Enviada em 22/04/2020

O avanço depende do preparo

O mundo vem se transformando e novas profissões vêm se formando. Porém, a sociedade não consegue acompanhar a evolução, devido ao despreparo da população para o que mercado de trabalho necessita. Ou seja, há mão de obra, há empregos, contudo eles não conseguem relacionar-se.
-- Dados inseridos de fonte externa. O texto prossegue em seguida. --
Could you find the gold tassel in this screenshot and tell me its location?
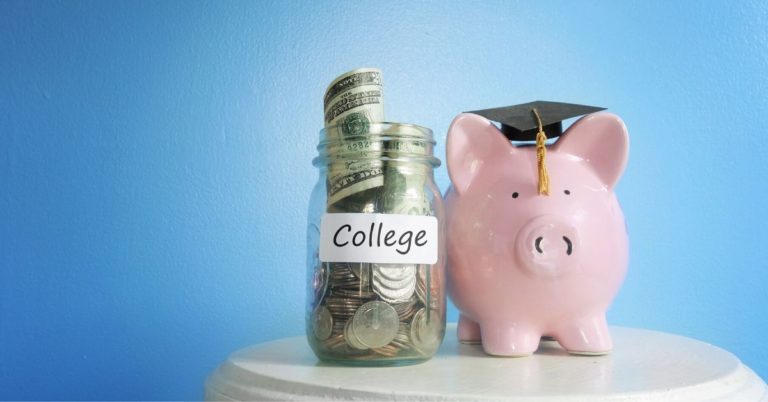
[533,108,549,195]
Por isso, deve-se atualizar as formas de ensino para que todos tenham chances de atuar numa área.

Quando perguntamos a um estudante de ensino médio o que eles querem ser quando crescer, normalmente, ele responderiam advogado ou médico, ou melhor, as profissões tradicionais. No entanto, hoje em dia, o setor terciário precisa de profissionais híbridos, em outras palavras,que não sejam só excelente em biologia, mas também, bom em física. Isto é, as tendências das profissões contemporâneas são de abranger cada vez mais as diversas áreas do conhecimento. Logo, com a decadência das profissões mais antigas, a população economicamente ativa (PEA) e a futura PEA precisam-se adaptar às essas mudanças.

Assim, como Zygmunt Bauman que dizia em sua obra “Modernidade Líquida” o antigo é sempre substituído pelo novo, o velho modo como se qualificava as pessoas deveria ser adaptada, pois o maior desafio dessas profissões futurísticas é a falta de mão de obra qualificada. Isso acontece, porque hoje em dia, nesse setor de serviços, há muitos engenheiros químicos e biólogos, por exemplo, contudo há muitos bioquímicos. Além disso, os cursos profissionalizantes voltadas há essas novas profissões são pouco estimuladas.

Portanto, o Estado deve preparar sua população para o mercado de trabalho atual por meio de investimentos em oficinas e cursos técnicos voltadas a essas profissões contemporâneas para que todos tenham oportunidades de emprego. Assim, as pessoas terão mais chances de obter um trabalho proeminente.